What am I missing, why isn't this a solved problem by now?
https://youtube.com/watch?v=shnW3VerkiM
https://youtube.com/watch?v=VQhS6Uh4-sI
First one is more impressive looking. Second one more reliable.
I think the real hard part is nobody wants to maintain these, and nobody really wants to pay to use them either. It's a lot of work and not something people do for free. It's no surprise these emerged (and won) in hackathons.
All the major operating systems are dedicating their full efforts into this, so it doesn't make much sense to actually raise money and do it.
If they wanted to be easy to work with, they'd offer a simple API, or plain HTML form interface.
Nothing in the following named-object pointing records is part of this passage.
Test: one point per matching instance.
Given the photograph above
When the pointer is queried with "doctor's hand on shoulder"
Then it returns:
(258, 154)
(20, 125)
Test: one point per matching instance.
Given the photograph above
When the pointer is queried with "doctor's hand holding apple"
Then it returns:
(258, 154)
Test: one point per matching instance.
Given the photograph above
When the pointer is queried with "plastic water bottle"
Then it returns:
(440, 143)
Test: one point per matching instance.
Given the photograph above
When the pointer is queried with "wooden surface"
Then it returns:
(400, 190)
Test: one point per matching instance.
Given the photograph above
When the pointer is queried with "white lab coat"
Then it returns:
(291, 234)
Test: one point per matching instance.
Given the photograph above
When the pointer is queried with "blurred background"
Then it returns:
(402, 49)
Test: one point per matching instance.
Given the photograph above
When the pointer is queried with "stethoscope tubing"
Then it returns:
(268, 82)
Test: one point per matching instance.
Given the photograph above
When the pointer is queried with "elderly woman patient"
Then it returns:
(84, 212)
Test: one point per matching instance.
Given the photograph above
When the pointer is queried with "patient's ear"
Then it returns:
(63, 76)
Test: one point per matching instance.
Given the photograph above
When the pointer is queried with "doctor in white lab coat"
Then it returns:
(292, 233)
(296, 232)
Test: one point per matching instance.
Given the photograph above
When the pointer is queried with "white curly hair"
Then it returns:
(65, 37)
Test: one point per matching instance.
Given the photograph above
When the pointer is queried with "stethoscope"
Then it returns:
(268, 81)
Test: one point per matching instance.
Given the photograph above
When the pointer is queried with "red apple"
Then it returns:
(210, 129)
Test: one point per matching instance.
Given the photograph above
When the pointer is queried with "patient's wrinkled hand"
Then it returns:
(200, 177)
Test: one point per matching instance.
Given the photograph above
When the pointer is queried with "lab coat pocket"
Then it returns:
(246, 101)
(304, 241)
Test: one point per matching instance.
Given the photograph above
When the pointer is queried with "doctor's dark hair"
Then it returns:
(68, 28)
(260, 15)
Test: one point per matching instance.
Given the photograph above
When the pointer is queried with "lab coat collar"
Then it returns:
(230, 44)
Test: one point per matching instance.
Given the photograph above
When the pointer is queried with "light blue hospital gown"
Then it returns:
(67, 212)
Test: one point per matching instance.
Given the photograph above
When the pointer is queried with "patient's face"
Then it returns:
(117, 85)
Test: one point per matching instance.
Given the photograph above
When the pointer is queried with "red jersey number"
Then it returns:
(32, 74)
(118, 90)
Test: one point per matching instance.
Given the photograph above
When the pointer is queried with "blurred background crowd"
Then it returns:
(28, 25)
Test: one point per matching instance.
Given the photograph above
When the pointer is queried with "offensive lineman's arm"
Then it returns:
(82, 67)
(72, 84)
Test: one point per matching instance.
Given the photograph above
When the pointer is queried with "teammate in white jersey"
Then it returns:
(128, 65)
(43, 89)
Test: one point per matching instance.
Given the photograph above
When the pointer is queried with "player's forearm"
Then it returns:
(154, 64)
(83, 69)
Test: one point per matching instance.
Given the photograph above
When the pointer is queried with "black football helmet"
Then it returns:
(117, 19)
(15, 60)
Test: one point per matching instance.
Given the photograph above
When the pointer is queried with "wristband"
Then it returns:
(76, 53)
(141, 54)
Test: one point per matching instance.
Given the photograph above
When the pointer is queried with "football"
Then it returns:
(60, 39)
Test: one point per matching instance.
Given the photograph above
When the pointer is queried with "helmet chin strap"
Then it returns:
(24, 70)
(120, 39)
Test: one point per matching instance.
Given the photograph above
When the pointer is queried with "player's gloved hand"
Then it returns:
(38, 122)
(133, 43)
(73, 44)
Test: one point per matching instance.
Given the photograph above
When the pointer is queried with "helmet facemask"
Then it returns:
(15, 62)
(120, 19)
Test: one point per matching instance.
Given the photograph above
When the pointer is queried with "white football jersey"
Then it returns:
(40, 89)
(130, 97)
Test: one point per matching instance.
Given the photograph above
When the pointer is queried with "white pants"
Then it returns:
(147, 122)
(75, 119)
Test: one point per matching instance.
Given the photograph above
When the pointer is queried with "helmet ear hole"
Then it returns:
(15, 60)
Whilst they are a massive Step forward ... We still have a long way to go for that...
Why not try it yourself with ollama a large model and some rented hardware ... You will get something ... But it will not be consistent...
I will list some of simpler problems:
1. Some sort of reliable screen read, capable for all sorts of screen output (not just html-like or any other already structured markup).
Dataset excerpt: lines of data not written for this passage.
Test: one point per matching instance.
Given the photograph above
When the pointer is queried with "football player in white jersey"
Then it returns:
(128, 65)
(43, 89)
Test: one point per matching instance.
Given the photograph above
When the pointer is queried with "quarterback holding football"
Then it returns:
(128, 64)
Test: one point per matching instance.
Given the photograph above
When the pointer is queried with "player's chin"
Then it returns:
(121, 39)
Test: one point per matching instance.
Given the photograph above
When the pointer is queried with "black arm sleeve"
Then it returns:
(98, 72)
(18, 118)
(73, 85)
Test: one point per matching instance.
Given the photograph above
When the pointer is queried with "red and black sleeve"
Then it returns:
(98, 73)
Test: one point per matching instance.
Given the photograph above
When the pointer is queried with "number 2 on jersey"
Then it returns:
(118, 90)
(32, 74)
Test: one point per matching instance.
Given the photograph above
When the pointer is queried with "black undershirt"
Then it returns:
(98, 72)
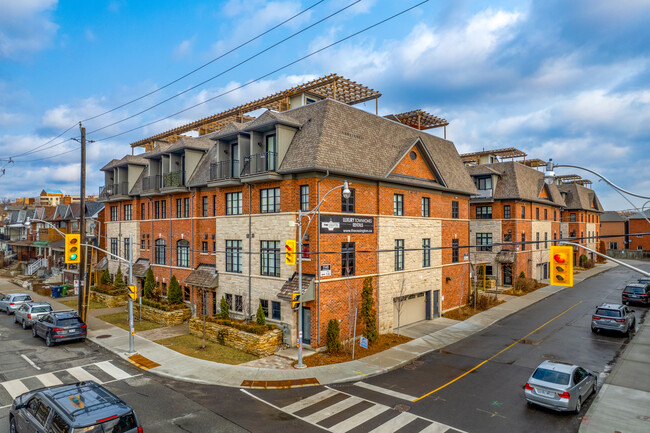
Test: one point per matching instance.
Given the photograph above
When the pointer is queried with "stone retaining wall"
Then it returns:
(258, 345)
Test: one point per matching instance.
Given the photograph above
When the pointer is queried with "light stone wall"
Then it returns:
(414, 278)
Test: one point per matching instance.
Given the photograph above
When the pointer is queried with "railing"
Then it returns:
(175, 178)
(224, 169)
(151, 182)
(260, 163)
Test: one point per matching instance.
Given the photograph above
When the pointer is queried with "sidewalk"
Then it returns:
(168, 363)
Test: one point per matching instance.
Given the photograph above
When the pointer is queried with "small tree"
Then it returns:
(149, 284)
(261, 320)
(225, 311)
(174, 293)
(118, 283)
(333, 333)
(368, 314)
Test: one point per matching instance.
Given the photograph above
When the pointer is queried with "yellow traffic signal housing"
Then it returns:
(562, 266)
(295, 300)
(73, 248)
(290, 249)
(133, 292)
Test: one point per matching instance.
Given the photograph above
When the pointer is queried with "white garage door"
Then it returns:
(414, 309)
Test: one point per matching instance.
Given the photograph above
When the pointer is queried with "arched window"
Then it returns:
(161, 248)
(183, 253)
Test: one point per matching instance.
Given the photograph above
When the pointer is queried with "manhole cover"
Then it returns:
(402, 408)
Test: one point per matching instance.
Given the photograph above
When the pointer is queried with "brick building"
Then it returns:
(215, 211)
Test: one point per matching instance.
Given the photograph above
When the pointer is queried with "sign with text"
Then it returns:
(346, 224)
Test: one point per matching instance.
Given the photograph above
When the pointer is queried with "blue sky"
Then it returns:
(557, 79)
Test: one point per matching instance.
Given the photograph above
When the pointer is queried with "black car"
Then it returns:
(60, 326)
(79, 407)
(636, 293)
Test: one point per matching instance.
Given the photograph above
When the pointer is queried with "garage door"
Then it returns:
(414, 309)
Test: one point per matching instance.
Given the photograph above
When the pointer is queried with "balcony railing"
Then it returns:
(260, 163)
(174, 179)
(151, 182)
(224, 170)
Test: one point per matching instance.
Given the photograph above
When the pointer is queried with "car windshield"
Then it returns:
(122, 424)
(551, 376)
(608, 313)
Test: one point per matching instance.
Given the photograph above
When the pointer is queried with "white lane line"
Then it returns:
(381, 390)
(112, 370)
(15, 387)
(359, 418)
(333, 409)
(49, 379)
(30, 362)
(82, 375)
(306, 402)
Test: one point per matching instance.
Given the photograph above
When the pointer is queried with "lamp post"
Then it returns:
(310, 215)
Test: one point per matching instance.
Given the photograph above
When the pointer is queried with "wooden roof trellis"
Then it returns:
(418, 119)
(330, 86)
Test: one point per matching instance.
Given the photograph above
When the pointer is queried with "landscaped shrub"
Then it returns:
(333, 340)
(174, 293)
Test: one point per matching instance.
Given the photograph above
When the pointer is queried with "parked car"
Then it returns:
(79, 407)
(13, 301)
(28, 313)
(60, 326)
(614, 317)
(560, 386)
(636, 293)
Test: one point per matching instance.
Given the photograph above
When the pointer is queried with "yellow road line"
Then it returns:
(495, 355)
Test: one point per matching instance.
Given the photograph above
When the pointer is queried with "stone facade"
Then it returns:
(258, 345)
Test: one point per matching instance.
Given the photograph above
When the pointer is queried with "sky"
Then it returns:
(556, 79)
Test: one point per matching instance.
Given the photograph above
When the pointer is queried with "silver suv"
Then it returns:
(613, 317)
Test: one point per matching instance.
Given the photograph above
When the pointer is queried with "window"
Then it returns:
(483, 212)
(275, 310)
(270, 260)
(347, 204)
(234, 256)
(270, 200)
(160, 252)
(265, 306)
(426, 253)
(398, 204)
(234, 203)
(399, 254)
(304, 198)
(485, 240)
(183, 253)
(425, 207)
(347, 259)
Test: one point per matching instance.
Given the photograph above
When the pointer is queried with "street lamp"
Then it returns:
(310, 215)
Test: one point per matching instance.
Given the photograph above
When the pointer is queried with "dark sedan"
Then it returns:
(60, 326)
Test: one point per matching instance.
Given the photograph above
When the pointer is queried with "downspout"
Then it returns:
(318, 249)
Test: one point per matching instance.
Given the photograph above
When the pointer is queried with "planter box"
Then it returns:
(258, 345)
(167, 318)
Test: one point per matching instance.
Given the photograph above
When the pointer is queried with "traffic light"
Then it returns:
(73, 248)
(295, 300)
(133, 292)
(290, 256)
(561, 266)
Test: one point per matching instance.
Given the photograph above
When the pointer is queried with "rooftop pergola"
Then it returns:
(331, 86)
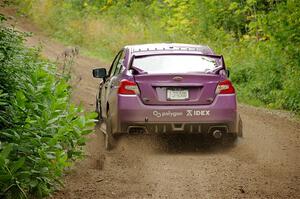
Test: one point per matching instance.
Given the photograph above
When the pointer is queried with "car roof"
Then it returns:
(144, 49)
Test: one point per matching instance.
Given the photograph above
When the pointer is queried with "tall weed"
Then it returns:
(41, 132)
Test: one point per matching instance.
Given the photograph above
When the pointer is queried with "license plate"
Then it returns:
(177, 94)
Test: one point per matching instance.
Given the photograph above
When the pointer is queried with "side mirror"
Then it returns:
(227, 72)
(99, 73)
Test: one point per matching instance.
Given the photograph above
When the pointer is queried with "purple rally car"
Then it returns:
(167, 88)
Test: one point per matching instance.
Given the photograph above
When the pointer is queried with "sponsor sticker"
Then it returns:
(187, 113)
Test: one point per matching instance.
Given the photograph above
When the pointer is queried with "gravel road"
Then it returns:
(265, 163)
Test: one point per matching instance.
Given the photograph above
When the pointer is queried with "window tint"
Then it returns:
(115, 63)
(120, 63)
(175, 63)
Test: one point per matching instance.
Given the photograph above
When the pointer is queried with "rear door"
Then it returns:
(109, 83)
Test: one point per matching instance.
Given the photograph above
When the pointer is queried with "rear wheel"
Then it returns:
(109, 138)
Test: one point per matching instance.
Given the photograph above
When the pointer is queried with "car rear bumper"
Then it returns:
(133, 115)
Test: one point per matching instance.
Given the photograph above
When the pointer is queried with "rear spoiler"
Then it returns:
(221, 63)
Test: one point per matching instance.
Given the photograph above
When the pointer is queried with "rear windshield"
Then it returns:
(175, 63)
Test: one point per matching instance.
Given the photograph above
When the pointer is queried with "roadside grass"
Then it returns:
(41, 132)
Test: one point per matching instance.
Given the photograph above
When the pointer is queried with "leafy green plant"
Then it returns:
(41, 132)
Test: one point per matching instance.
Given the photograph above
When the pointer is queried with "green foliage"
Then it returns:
(259, 38)
(41, 133)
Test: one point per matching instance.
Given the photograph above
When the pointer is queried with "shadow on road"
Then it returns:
(174, 144)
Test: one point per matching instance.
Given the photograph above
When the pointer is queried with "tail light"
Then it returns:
(225, 87)
(127, 87)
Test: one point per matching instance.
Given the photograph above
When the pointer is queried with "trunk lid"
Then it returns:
(177, 89)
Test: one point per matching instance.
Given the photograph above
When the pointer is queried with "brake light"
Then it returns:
(225, 87)
(127, 87)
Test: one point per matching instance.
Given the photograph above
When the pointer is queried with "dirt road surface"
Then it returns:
(265, 163)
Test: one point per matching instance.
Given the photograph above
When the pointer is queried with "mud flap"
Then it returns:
(240, 127)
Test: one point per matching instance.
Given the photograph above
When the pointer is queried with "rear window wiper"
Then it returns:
(137, 71)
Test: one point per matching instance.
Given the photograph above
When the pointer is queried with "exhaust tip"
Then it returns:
(217, 134)
(136, 130)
2. Some sort of universal optimizer, capable to solve any task, solvable for human in simplified computer environment.
3. Some sort of reliable "Understanding Engine", to make queries with simplified language, easy to use by human, which we could theoretically solve using few different ways (I list only two most known).
3a. Some deep learning AI.
3b. Some huge implementation of semantic AI.
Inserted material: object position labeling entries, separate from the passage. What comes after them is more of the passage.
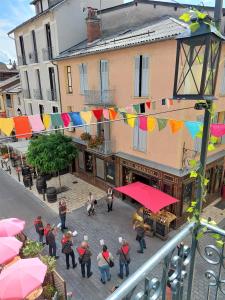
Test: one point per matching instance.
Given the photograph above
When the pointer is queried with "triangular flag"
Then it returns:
(193, 127)
(86, 116)
(151, 123)
(143, 123)
(162, 123)
(131, 120)
(175, 125)
(6, 125)
(136, 108)
(47, 121)
(98, 114)
(112, 114)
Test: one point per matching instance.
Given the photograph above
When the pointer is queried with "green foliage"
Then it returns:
(51, 153)
(32, 249)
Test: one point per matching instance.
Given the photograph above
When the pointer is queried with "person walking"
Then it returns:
(39, 227)
(67, 244)
(105, 262)
(140, 237)
(110, 199)
(50, 239)
(85, 259)
(124, 258)
(62, 213)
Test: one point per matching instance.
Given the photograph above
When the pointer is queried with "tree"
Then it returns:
(51, 153)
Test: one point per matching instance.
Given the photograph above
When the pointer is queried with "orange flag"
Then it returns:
(176, 125)
(22, 127)
(112, 113)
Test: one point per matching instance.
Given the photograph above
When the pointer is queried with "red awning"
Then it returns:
(148, 196)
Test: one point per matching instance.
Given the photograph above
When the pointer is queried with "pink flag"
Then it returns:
(36, 123)
(66, 119)
(217, 130)
(143, 123)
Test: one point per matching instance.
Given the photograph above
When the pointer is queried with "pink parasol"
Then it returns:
(9, 248)
(22, 278)
(11, 227)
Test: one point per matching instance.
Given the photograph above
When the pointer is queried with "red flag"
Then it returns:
(98, 113)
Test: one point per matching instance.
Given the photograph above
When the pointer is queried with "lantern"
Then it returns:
(197, 62)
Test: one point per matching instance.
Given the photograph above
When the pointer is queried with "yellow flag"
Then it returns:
(131, 119)
(151, 123)
(47, 121)
(86, 116)
(6, 125)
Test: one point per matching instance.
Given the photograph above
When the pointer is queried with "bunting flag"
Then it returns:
(112, 114)
(143, 123)
(6, 125)
(22, 127)
(193, 127)
(86, 116)
(131, 120)
(36, 123)
(217, 130)
(47, 121)
(98, 114)
(162, 123)
(175, 125)
(66, 119)
(76, 118)
(151, 122)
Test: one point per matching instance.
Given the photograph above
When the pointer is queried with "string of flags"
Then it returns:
(133, 115)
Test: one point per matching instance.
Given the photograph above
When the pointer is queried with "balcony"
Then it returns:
(97, 97)
(52, 95)
(37, 94)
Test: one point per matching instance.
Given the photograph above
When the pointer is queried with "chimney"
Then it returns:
(93, 25)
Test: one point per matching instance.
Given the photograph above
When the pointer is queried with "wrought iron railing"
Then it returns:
(98, 97)
(167, 271)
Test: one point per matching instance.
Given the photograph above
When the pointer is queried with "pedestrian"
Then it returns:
(62, 213)
(110, 199)
(124, 258)
(39, 227)
(50, 239)
(140, 237)
(105, 262)
(67, 244)
(85, 258)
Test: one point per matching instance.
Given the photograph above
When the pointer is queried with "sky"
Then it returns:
(14, 12)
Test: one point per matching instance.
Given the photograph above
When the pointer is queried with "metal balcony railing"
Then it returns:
(169, 268)
(98, 97)
(52, 95)
(37, 94)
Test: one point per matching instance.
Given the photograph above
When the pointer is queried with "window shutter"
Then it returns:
(145, 76)
(136, 76)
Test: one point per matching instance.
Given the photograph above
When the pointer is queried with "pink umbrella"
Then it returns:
(22, 278)
(11, 227)
(9, 248)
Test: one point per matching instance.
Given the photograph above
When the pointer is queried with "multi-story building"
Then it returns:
(127, 68)
(57, 25)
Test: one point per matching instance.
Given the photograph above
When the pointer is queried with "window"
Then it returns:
(141, 76)
(139, 139)
(69, 80)
(83, 78)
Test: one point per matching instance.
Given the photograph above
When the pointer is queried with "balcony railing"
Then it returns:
(52, 95)
(97, 97)
(37, 94)
(168, 269)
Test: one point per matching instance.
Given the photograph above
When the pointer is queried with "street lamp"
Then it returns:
(197, 62)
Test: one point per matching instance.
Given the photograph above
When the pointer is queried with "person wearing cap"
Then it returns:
(124, 258)
(85, 258)
(105, 261)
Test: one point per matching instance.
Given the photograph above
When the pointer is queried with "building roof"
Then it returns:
(163, 29)
(37, 16)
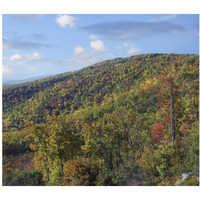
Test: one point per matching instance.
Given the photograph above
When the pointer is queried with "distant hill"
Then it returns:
(130, 121)
(65, 93)
(14, 82)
Presently, doing this requires a fair bit of continuous work.
Many websites don't want bots on them and are actively using countermeasures that would block operators in the same way they block scrapers. There is a ton of stuff a website can do to break those bots and they do it. Some even feed back "phantom" data to make the process less reliable.
There are a lot of businesses out there where the business model breaks if someone else can see the whole board.
There's an intersection between "high accuracy" and "low cost" that AI has not quite reached yet for this sort of task, when compared to simpler and cheaper alternatives.